„Panie, czy nie posiałeś dobrego nasienia na swej roli? Skąd więc wziął się na niej chwast? Odpowiedział im: Nieprzyjazny człowiek to sprawił. Rzekli mu słudzy: Chcesz więc, żebyśmy poszli i zebrali go? A on im odrzekł: Nie, byście zbierając chwast nie wyrwali razem z nim i pszenicy. Pozwólcie obojgu róść aż do żniwa.”
Lubimy porządkować, segregować ludzi na dobrych i złych; na tych, którzy są mili Bogu i na tych, którym Bóg z pewnością „nie wybaczy”… Chcielibyśmy usunąć grzeszników, żeby wyeliminować zło, ale przecież w ten sposób musielibyśmy wybić całe społeczeństwo.
Dlatego właśnie zbawianie świata mamy pozostawić Bogu, a my powinniśmy jedynie wykorzenić zło (a nie grzeszników), a to znaczy, że bardzo pilnie musimy zająć się… sobą.

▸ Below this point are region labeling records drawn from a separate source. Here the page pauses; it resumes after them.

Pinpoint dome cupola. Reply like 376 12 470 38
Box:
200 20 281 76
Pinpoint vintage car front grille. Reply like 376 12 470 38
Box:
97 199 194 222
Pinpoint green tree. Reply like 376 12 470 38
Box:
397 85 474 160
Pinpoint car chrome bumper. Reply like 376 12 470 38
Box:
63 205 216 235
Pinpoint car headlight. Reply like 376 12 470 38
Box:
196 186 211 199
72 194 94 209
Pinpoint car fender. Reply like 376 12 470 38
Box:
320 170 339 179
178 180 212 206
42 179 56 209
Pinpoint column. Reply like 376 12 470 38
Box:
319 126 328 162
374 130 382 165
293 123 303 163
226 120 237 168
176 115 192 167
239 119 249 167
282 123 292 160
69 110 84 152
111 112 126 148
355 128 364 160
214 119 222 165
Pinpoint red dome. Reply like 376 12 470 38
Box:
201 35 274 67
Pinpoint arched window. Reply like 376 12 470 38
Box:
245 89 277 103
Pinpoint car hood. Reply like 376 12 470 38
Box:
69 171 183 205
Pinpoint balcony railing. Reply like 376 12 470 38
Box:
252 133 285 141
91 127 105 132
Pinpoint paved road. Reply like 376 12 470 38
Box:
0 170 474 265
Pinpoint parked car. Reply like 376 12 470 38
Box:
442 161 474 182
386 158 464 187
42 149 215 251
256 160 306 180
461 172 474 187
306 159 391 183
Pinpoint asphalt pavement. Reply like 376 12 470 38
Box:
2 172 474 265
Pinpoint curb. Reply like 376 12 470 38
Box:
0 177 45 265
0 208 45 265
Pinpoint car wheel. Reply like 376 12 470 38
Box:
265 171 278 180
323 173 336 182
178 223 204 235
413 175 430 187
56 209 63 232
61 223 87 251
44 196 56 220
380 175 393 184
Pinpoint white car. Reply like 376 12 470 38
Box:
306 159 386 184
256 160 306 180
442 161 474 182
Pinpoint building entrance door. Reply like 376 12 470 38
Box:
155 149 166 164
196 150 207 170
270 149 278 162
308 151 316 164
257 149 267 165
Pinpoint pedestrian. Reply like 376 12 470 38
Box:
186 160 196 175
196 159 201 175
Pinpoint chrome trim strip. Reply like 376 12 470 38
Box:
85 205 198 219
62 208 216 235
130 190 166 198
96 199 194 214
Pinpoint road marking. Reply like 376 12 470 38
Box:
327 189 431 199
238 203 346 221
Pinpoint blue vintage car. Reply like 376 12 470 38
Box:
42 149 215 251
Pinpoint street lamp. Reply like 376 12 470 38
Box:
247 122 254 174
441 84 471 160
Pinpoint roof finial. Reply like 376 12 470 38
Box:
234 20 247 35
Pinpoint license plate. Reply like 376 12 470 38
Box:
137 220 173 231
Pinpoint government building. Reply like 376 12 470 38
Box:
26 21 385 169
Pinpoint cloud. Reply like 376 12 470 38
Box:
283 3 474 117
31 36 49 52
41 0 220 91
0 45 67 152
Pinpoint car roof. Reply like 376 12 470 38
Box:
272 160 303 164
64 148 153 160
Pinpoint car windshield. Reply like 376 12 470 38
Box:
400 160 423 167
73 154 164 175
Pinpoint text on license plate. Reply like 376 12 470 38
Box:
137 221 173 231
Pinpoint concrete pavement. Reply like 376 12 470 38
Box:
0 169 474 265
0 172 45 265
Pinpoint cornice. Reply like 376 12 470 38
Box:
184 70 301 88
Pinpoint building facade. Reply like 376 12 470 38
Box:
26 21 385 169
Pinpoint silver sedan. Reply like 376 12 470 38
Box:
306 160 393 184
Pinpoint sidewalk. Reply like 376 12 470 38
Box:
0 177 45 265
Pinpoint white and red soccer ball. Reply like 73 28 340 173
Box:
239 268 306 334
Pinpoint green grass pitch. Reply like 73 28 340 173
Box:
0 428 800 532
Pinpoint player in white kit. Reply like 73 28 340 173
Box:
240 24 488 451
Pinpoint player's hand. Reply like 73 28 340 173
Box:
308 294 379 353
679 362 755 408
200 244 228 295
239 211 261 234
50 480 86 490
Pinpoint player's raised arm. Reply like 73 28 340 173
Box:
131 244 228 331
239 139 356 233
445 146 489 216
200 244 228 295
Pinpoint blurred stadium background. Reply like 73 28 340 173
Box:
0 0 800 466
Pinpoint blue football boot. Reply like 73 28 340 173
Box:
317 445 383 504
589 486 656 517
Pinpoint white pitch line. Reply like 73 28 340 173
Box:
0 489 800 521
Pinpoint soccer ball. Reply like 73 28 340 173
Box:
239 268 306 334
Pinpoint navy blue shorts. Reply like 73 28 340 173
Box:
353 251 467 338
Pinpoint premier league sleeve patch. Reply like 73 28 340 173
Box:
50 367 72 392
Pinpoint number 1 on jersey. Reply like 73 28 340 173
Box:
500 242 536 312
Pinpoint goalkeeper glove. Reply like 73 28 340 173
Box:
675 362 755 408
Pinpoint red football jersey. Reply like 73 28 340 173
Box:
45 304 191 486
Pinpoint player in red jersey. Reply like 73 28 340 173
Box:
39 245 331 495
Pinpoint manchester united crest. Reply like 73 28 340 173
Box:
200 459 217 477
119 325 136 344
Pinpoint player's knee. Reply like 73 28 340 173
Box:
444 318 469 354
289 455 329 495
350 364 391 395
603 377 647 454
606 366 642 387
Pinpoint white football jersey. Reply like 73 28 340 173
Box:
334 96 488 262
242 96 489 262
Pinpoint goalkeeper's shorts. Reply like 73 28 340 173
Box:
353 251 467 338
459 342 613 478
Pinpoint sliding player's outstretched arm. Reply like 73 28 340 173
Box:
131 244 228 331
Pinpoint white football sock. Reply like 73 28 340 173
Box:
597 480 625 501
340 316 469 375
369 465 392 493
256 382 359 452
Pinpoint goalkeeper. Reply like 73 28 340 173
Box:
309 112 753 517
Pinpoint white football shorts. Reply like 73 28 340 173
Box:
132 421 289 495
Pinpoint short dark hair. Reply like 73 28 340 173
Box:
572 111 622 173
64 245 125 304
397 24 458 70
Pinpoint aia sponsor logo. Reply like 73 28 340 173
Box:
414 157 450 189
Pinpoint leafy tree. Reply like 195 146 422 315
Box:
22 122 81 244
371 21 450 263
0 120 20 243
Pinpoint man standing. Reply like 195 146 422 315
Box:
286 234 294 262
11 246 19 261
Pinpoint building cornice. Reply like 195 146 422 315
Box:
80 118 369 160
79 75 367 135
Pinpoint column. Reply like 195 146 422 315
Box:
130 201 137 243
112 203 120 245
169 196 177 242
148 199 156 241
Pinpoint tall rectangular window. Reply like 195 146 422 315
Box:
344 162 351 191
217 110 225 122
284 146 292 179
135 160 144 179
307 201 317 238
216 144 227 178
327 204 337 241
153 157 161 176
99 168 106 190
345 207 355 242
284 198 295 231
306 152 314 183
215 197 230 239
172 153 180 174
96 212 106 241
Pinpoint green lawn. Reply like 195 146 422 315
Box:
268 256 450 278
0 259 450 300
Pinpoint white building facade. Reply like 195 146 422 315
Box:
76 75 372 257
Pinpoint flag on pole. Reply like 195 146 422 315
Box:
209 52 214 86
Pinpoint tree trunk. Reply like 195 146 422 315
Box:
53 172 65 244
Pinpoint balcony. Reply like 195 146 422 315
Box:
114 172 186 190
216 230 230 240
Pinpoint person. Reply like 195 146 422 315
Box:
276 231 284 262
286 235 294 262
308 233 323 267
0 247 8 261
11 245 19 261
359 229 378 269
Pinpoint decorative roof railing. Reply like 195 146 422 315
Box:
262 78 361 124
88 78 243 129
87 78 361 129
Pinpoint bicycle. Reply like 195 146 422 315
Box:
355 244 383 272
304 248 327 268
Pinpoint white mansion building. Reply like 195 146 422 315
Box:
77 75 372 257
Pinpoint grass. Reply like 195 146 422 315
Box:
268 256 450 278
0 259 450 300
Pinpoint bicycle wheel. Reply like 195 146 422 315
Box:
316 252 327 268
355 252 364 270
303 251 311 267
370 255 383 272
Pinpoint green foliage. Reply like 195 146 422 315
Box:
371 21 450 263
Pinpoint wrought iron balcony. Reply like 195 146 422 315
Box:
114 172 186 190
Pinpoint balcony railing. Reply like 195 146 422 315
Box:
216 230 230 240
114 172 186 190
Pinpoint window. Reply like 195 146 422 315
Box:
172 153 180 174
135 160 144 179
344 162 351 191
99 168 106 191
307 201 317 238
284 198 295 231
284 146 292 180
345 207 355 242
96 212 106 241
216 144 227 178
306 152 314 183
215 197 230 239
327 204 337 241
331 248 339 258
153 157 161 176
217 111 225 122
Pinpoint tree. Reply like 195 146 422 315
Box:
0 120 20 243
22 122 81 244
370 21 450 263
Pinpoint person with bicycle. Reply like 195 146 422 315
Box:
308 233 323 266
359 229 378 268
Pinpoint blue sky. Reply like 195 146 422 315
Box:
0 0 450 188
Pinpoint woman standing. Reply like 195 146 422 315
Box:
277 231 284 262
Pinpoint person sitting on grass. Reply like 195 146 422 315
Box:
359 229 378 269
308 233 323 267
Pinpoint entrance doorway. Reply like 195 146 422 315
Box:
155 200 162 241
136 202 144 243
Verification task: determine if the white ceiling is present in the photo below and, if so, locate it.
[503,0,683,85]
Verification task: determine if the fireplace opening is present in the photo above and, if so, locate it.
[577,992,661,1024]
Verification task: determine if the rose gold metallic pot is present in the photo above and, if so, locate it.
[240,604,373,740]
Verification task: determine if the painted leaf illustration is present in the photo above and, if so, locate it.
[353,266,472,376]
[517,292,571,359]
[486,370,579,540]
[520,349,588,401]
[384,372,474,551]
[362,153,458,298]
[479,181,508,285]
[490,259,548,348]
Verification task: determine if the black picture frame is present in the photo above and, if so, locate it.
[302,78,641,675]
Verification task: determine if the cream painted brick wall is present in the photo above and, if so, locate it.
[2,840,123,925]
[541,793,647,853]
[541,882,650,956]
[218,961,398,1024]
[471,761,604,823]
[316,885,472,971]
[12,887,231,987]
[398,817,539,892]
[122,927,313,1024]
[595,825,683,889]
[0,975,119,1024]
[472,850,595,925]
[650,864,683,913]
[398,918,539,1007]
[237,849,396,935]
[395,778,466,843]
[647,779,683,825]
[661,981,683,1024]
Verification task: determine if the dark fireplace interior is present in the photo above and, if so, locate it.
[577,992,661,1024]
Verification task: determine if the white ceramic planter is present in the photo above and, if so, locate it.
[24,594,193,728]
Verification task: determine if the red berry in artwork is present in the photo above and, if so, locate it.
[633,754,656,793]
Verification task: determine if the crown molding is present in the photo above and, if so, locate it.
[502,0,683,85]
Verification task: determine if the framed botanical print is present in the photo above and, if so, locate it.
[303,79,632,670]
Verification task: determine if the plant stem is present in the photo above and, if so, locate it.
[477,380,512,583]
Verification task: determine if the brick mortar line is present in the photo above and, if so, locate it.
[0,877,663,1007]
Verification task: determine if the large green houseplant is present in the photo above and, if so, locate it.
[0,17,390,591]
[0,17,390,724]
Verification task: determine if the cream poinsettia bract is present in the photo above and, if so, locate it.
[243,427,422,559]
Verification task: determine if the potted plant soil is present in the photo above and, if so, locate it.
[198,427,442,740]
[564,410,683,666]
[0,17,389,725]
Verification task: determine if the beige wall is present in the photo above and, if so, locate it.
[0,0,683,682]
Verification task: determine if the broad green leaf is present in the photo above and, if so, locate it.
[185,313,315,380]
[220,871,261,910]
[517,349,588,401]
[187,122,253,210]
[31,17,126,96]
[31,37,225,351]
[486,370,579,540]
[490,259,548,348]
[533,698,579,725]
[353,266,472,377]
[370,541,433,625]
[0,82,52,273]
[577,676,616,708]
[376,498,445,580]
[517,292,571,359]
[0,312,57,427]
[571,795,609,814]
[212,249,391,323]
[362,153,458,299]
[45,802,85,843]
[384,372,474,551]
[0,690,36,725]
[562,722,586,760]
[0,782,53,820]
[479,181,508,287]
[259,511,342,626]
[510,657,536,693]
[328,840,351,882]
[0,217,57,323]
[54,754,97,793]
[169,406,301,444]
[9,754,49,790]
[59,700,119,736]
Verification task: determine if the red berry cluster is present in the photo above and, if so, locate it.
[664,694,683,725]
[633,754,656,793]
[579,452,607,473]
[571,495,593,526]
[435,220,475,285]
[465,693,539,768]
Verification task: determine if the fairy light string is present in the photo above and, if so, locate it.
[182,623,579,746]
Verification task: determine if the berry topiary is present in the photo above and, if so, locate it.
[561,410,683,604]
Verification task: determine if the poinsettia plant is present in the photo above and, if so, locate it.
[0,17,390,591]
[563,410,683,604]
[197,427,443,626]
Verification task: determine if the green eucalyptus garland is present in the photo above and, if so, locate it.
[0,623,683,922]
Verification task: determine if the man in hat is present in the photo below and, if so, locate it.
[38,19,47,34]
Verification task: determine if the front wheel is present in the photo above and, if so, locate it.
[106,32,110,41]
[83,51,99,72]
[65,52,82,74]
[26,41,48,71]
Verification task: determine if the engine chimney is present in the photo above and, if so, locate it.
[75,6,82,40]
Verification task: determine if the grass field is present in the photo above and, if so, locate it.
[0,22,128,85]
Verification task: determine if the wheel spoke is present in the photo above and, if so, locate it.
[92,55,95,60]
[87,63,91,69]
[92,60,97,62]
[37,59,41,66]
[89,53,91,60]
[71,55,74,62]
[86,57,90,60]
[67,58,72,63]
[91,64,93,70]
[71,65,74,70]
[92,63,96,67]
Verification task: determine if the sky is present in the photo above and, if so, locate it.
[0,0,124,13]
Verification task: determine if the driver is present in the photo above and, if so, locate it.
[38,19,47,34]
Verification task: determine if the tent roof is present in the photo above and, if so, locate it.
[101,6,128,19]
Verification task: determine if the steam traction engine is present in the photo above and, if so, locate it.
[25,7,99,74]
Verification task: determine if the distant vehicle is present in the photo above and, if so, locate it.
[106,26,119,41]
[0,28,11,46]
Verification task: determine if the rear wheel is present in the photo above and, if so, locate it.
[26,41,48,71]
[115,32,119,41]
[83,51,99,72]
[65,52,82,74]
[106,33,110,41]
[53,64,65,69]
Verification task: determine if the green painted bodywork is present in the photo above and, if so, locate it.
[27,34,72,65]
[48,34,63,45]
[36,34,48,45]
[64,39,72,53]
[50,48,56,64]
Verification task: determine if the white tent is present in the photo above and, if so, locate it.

Dokładne porządki zacznijmy od naszej duszy, a nie – duszy naszego sąsiada.
To trudne i żmudne zadanie, więc warto, żebyśmy do pomocy zaprosili Ducha Świętego.
Teraz mamy na to najlepszy czas. Nie dlatego, że jest ciepło i słonecznie, ale dlatego że jeszcze żyjemy. Mamy świadomość. Możemy działać. Możemy zacząć sprzątać, zanim przyjdą Żeńcy…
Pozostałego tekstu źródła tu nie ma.